Che cos’è la felicità per un bambino peruviano?

La felicità l’abbiamo vista in tante sfaccettature: dai piccoli doni da noi portati, che racchiudevano materiale scolastico, ai giochi regalati dalla scuola, alle risposte date alle nostre domande. L’abbiamo vista attraverso minuscoli particolari che ormai noi europei ignoriamo, ma che ci fanno capire molte cose: per fare un esempio, i bambini non hanno avuto la smania di scartare i regali che gli erano stati donati, perché dovevano tornare a casa e sistemarli giustamente sotto l’albero! Cosa particolare è inoltre il fatto che, per loro, è fondamentale la famiglia. Senza battere ciglio, quando gli abbiamo chiesto cosa fosse la cosa secondo loro più importante al mondo, tutti (intervistati singolarmente, quindi senza aver ascoltato le risposte altrui) hanno risposto una sola cosa: la famiglia. Felicità per quei bambini significa anche “solo” avere una famiglia unita, dove fratelli e sorelle si aiutano tra loro e aiutano gli altri. Sono rientrata con una visione differente di ciò che mi circonda.

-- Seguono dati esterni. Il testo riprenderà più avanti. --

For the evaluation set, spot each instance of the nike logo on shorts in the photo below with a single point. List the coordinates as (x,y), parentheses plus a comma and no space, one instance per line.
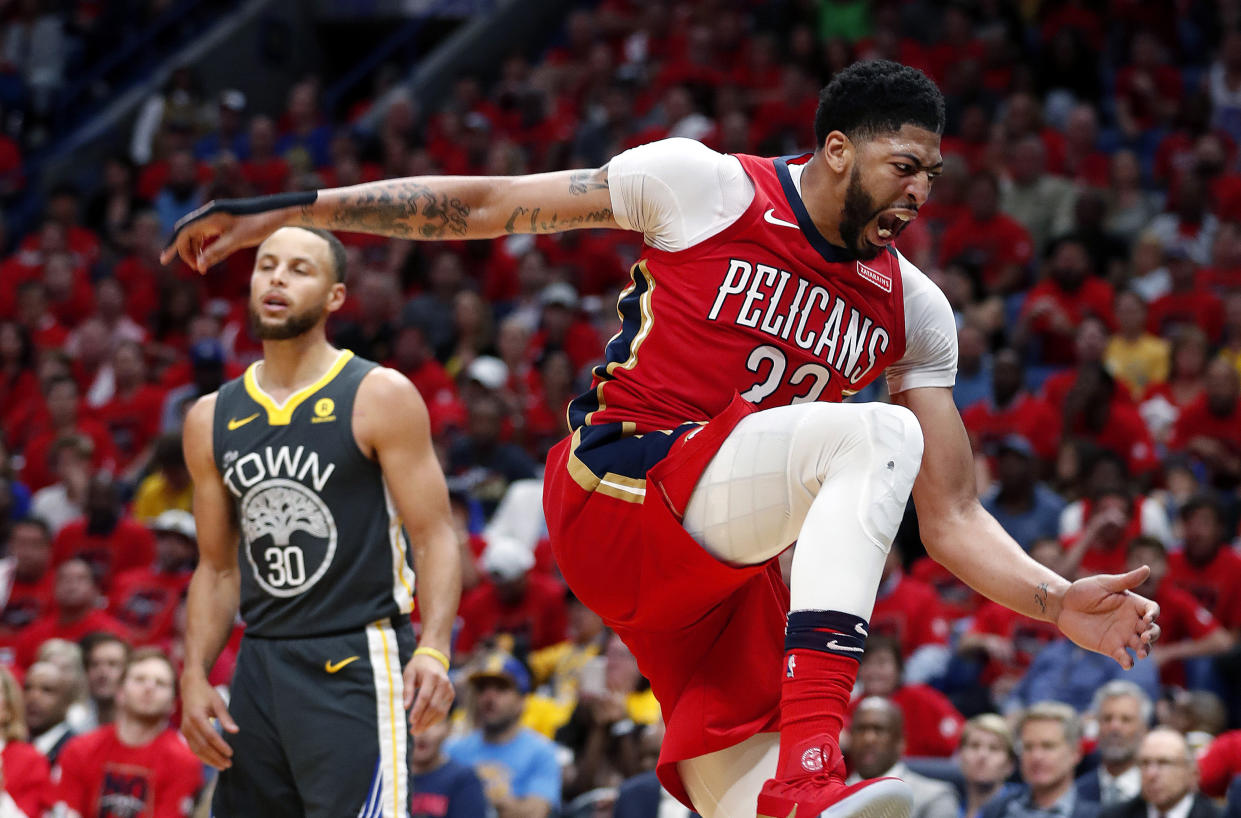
(771,219)
(333,667)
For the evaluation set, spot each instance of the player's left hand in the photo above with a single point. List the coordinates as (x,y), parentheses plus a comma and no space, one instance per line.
(1102,613)
(428,693)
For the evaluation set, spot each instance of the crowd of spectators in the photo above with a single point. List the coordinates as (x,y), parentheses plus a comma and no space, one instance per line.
(1086,231)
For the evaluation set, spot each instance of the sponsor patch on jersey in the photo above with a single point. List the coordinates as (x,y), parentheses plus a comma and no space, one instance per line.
(875,277)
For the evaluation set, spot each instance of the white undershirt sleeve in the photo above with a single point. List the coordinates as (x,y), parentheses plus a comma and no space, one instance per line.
(930,335)
(676,191)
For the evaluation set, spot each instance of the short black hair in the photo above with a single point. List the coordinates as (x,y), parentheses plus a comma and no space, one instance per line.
(339,261)
(875,97)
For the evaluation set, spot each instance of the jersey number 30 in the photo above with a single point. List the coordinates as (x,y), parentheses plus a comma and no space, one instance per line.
(778,364)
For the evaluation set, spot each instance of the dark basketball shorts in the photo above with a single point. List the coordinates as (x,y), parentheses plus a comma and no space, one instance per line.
(323,728)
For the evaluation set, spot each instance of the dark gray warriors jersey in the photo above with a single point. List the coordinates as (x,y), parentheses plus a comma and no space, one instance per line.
(322,546)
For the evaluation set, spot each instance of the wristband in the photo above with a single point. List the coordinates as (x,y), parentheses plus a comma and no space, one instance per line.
(434,654)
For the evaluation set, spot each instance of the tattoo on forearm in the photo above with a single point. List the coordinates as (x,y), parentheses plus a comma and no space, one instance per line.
(583,181)
(403,209)
(525,220)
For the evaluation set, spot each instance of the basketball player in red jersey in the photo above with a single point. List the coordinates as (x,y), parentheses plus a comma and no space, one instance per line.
(714,437)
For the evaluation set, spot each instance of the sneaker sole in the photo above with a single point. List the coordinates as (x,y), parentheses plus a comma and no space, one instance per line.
(885,798)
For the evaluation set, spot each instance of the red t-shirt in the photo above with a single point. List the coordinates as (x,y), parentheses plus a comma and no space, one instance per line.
(540,616)
(145,601)
(102,777)
(1219,764)
(1214,585)
(932,724)
(130,545)
(51,627)
(1198,308)
(992,243)
(27,778)
(1028,637)
(1026,415)
(912,613)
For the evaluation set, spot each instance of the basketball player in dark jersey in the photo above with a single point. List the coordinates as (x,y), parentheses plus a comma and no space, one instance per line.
(712,436)
(317,494)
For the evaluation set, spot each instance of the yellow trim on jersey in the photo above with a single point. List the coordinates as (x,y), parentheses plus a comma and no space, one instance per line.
(282,413)
(648,323)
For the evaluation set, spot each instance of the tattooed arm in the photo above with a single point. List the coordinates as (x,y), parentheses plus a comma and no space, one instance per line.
(1100,612)
(418,207)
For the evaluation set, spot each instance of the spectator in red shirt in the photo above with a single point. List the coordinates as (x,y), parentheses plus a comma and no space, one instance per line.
(78,611)
(1012,410)
(932,724)
(65,418)
(25,775)
(145,597)
(1187,303)
(1209,428)
(133,413)
(526,606)
(910,612)
(104,535)
(104,657)
(30,595)
(139,759)
(1206,566)
(1188,631)
(994,245)
(1056,305)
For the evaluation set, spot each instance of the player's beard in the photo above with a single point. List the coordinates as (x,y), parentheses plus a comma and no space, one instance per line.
(856,214)
(293,325)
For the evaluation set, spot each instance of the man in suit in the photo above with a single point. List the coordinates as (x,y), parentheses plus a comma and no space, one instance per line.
(1050,747)
(875,747)
(1123,714)
(1169,781)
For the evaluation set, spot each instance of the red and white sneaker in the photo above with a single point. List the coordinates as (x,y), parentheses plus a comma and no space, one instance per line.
(822,791)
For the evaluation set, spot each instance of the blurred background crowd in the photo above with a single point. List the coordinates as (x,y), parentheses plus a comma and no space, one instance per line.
(1086,230)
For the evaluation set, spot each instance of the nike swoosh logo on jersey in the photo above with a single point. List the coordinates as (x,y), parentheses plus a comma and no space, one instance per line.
(333,667)
(236,423)
(770,217)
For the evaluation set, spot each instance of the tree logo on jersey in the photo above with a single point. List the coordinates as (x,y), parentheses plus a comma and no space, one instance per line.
(291,536)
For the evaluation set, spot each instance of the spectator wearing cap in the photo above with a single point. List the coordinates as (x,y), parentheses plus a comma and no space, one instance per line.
(77,611)
(207,375)
(230,134)
(1169,781)
(1024,505)
(1205,566)
(145,597)
(61,396)
(168,485)
(1189,633)
(104,535)
(529,607)
(932,724)
(561,328)
(1187,303)
(518,766)
(441,787)
(480,457)
(1209,430)
(1134,356)
(876,742)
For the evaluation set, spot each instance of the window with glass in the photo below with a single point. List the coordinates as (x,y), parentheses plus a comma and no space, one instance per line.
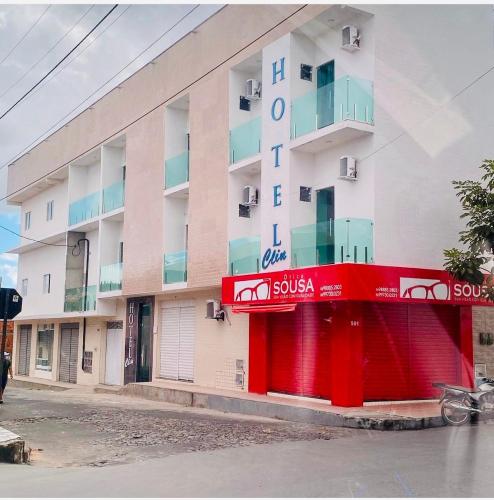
(46,283)
(49,210)
(27,220)
(44,348)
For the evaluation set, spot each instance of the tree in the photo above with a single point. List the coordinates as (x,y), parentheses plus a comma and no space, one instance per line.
(477,201)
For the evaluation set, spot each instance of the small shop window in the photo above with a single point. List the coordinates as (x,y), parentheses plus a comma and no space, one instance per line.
(44,349)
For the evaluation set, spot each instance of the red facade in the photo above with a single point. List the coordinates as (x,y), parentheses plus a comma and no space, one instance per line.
(356,333)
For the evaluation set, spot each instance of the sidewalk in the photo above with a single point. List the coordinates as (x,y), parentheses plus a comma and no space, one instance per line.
(376,416)
(386,416)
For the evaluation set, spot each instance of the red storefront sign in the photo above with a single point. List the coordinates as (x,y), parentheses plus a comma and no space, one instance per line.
(350,282)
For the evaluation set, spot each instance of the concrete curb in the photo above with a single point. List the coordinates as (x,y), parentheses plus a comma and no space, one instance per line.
(230,404)
(28,384)
(12,448)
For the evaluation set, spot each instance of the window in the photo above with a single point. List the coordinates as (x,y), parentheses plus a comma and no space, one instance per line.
(46,283)
(49,210)
(44,350)
(27,220)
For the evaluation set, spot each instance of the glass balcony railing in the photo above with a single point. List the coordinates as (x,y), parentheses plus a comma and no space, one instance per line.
(177,170)
(74,299)
(333,241)
(113,196)
(245,140)
(84,208)
(110,277)
(347,98)
(244,255)
(175,267)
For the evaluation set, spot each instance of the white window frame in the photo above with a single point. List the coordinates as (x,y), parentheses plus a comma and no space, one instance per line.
(47,283)
(49,210)
(27,221)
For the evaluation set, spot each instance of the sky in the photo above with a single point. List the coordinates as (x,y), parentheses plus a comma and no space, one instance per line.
(34,38)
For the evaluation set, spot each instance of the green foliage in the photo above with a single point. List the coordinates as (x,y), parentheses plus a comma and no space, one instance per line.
(477,201)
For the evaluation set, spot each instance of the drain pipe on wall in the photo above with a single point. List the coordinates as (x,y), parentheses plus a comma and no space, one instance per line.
(86,276)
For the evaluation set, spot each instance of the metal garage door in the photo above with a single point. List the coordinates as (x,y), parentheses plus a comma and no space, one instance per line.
(299,351)
(177,342)
(24,350)
(406,348)
(69,344)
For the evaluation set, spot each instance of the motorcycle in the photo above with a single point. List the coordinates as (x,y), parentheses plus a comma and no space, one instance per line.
(460,404)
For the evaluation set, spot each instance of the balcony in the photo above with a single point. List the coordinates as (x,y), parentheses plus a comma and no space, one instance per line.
(177,170)
(175,267)
(333,241)
(244,255)
(74,299)
(84,209)
(245,140)
(113,196)
(344,109)
(110,277)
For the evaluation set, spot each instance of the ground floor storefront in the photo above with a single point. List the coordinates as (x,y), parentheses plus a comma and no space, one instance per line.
(354,333)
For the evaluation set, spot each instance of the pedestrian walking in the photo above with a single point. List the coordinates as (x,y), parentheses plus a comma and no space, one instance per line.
(7,370)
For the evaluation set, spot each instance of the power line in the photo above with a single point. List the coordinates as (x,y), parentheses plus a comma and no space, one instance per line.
(67,33)
(25,34)
(100,33)
(214,68)
(35,240)
(59,62)
(97,90)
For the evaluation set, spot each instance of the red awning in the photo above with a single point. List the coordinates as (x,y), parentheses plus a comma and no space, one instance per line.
(265,308)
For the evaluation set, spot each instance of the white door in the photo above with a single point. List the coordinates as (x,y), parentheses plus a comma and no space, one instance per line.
(177,342)
(114,355)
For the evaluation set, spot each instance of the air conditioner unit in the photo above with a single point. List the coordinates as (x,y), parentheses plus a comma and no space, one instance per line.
(253,90)
(350,38)
(249,196)
(348,168)
(213,310)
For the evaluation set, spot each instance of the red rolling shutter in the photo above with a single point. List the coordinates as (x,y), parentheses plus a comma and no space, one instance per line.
(434,348)
(299,351)
(407,347)
(386,364)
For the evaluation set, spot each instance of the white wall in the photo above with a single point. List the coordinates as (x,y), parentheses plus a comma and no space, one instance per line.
(176,130)
(40,227)
(425,55)
(175,219)
(33,265)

Il fotoreporter Sergio Melis, in merito non solo all’esperienza appena trascorsa in Sud America, ma anche a quanto di immateriale e spirituale questo viaggio ha trasmesso alla sua persona, commenta”seguendo da vicino i bambini lavoratori organizzati, mi sono subito reso conto che, prima di ogni altra cosa, questo percorso è per loro una formazione, una base fondamentale per quello che sarà il loro futuro, al di là del progetto che svolgono durante questi anni. A fine laboratorio gestiscono con maturità i loro guadagni e ne organizzano un nuovo reinvestimento. L’impatto con l’atmosfera surreale delle favelas – aggiunge – ti rimane impresso: da questa esperienza mi porto dietro gli sguardi dei bambini, spesso tristi per la consapevolezza della loro condizione di vita e la loro maturità precoce nel vedere il lavoro come sostentamento. Mi hanno sorpreso apprezzando le piccole cose della vita e quando gli si illuminavano gli occhi parlando della loro famiglia, cosa a cui tengono di più. Una volta conquistata la loro fiducia, entri a far parte della loro comunità, e non ti fanno sentire lontano dal mondo in cui vivono.”